How to vmap inside a tuple input?

Consider the tensors,

x = tensor([[1., 1.],
            [1., 1.],
            [1., 1.],
            [1., 1.],
            [1., 1.]])
y = tensor([0., 0.])

I want to batched torch.hstack to output something like,

torch.stack([torch.hstack((i, y)) for i in x])

which outputs,

tensor([[1., 1., 0., 0.],
        [1., 1., 0., 0.],
        [1., 1., 0., 0.],
        [1., 1., 0., 0.],
        [1., 1., 0., 0.]])

I guess python list expansions are slow and probably will not propagate the gradient across the computation graph (or will it?). So I wanted to convert it to torch.func.vmap with something like,

torch.vmap(torch.hstack, in_dims=(0, None))((x, y))

but obviously that doesn’t work because input to torch.hstack is a tuple, not a unpacked *tuple. What would be the correct way to do it?

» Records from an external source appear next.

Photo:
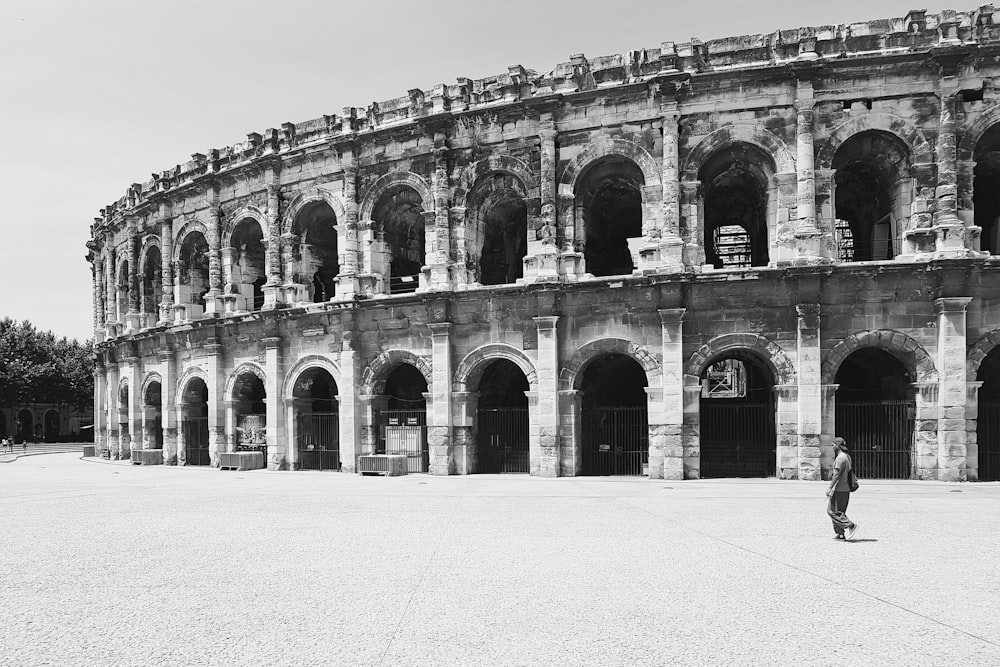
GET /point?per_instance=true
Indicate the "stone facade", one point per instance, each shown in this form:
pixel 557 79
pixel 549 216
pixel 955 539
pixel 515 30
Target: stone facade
pixel 789 201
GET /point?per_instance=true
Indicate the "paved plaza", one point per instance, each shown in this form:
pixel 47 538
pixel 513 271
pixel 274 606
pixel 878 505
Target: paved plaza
pixel 108 563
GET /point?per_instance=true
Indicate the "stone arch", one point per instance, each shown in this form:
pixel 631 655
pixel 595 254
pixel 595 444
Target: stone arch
pixel 769 352
pixel 187 229
pixel 603 148
pixel 470 369
pixel 306 197
pixel 571 370
pixel 978 352
pixel 304 364
pixel 375 374
pixel 475 172
pixel 407 178
pixel 189 374
pixel 244 213
pixel 245 367
pixel 750 133
pixel 148 380
pixel 902 129
pixel 906 349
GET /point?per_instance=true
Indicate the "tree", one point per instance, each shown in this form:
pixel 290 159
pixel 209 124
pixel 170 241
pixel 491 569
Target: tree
pixel 37 367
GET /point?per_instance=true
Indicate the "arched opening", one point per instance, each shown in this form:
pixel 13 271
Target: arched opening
pixel 499 238
pixel 152 416
pixel 986 189
pixel 403 421
pixel 194 423
pixel 24 420
pixel 608 201
pixel 740 199
pixel 317 426
pixel 399 218
pixel 318 260
pixel 192 274
pixel 243 264
pixel 51 426
pixel 250 409
pixel 875 413
pixel 736 418
pixel 872 175
pixel 988 420
pixel 502 420
pixel 152 286
pixel 615 425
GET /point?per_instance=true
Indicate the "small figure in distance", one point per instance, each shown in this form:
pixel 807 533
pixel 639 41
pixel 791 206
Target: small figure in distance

Concatenating tensors will not break the computation graph as seen here:

x = torch.tensor([[1., 1.],
                  [1., 1.],
                  [1., 1.],
                  [1., 1.],
                  [1., 1.]], requires_grad=True)
y = torch.tensor([0., 0.], requires_grad=True)

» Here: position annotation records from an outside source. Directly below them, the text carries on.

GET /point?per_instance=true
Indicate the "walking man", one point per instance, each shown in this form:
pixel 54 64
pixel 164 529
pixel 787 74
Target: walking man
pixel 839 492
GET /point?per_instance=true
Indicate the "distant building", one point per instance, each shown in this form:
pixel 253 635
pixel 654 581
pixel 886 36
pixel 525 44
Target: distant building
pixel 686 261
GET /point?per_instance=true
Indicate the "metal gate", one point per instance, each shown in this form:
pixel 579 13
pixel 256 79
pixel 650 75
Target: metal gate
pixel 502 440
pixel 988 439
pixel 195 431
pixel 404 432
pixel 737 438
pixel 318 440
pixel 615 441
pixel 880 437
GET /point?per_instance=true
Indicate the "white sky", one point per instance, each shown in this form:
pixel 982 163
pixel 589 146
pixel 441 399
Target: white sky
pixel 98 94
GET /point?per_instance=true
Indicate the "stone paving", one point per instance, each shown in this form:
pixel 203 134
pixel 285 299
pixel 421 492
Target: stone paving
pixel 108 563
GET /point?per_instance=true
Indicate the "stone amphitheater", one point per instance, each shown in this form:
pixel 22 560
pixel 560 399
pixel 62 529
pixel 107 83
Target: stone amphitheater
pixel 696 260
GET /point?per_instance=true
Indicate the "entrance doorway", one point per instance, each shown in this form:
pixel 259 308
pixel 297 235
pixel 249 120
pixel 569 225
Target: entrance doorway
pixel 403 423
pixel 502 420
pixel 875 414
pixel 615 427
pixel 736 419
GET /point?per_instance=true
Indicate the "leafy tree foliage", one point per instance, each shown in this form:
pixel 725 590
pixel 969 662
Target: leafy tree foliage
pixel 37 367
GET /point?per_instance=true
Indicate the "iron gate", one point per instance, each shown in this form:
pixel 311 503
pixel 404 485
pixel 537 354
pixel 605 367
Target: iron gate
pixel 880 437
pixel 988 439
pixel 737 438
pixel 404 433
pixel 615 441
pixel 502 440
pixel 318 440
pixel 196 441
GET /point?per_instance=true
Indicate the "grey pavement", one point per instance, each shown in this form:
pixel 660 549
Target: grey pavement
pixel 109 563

z = torch.cat((x, y.unsqueeze(0).expand_as(x)), dim=1)
print(z)
# tensor([[1., 1., 0., 0.],
#         [1., 1., 0., 0.],
#         [1., 1., 0., 0.],
#         [1., 1., 0., 0.],
#         [1., 1., 0., 0.]], grad_fn=<CatBackward0>)

z.mean().backward()
print(x.grad)
# tensor([[0.0500, 0.0500],
#         [0.0500, 0.0500],
#         [0.0500, 0.0500],
#         [0.0500, 0.0500],
#         [0.0500, 0.0500]])
print(y.grad)
# tensor([0.2500, 0.2500])

so you might not need to use vmap for a simple concatenation.

z = torch.cat((x, y.unsqueeze(0).expand_as(x)), dim=1)

Didn’t know about the expand_as() function. Thank you.